Shelby County Mayor Lee Harris said mayors of each of the county’s seven municipalities are expected to deliver Stay at Home orders by the end of Tuesday similar to the one Memphis Mayor Jim Strickland issued Monday.
The end date for those orders will not be specified, but will be reviewed every seven days and renewed if necessary.
“If all of us don’t work collaboratively, we will continue to see spread and so the effort here is to make sure everybody is doing the same thing for the same goal and that’s to reduce spread and encourage social distancing,” Harris said. “I think this is a major disruption. There’s no doubt about it. The coronavirus is a major disruption to our way of life and we can expect it’ll have a pretty long lasting effect on our way of life.”
Harris said the goal at the end of the day is to “put people in a position to stay safe.”
Harris said the order will be enforced by the Shelby County Sheriff’s Office: “In the first instance, we’ll politely ask people to be compliant, but we might have a stronger set of options should the need arise.
“The only way to get the message out around social distancing and reducing spread is to be extremely aggressive.”
Alisa Haushalter, director of the Shelby County Health Department said Monday afternoon that the number of cases in the county has reached 93.

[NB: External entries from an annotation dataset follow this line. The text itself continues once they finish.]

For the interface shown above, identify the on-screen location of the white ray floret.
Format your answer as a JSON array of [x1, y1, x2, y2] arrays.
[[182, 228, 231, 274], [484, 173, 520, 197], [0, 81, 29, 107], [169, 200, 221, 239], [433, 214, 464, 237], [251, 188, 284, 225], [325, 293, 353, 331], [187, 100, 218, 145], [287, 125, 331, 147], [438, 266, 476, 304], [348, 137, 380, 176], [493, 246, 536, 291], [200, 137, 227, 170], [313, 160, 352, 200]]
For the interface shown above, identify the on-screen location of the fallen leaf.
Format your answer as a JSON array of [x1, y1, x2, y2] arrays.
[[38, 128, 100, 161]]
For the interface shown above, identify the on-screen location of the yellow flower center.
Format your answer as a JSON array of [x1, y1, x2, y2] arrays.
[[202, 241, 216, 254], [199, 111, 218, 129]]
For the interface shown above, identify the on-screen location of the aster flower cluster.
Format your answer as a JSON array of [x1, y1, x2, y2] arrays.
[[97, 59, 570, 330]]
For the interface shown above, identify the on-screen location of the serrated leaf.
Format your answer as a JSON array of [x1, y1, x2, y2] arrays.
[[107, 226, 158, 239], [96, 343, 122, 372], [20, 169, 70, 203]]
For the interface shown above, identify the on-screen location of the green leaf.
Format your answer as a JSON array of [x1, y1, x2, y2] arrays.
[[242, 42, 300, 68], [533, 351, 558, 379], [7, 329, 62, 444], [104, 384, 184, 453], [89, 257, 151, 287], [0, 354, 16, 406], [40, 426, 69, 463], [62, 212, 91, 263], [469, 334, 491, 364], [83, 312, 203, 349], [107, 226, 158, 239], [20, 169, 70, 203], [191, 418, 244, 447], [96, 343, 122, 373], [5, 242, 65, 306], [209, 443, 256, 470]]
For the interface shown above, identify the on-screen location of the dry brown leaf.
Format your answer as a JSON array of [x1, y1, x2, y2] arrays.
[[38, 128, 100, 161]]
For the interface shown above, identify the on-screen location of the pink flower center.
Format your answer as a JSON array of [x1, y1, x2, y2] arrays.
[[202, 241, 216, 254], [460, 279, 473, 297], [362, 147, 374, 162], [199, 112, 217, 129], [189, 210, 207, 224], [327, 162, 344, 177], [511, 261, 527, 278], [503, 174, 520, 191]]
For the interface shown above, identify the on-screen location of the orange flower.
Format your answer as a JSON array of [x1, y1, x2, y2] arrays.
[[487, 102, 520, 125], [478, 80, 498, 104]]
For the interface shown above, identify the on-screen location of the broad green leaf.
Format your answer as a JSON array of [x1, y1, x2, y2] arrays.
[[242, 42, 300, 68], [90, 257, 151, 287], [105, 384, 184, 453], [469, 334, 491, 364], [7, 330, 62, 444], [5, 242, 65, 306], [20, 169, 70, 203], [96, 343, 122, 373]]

Currently, there are 103 individuals under quarantine in the county.
There are 615 cases in the state as of Monday afternoon. Two individuals in Tennessee have died as a result of COVID-19.
Haulshalter said the county is continuing to see transmission in the workplace so it is “critical that individuals do not go to work if they are ill.”
She also said the health department anticipates the Stay at Home orders will have a “positive impact” on the outbreak. Generally, the number of cases double every five to seven days. Haulshalter said the county is looking to reduce that doubling every week and lower the peak curve.
Looking at China as an example, Haulshalter said it might be as many as four incubation periods of the coronavirus, which equates to about two months.
“We ideally hope to see some peak in two to four weeks, but we know the numbers are going to go up in the next couple of weeks and hopefully start to plateau by then and then come down,” Haulshalter said. “We don’t know in the United States and here in the South how the summer and spring seasonality is going to impact it.”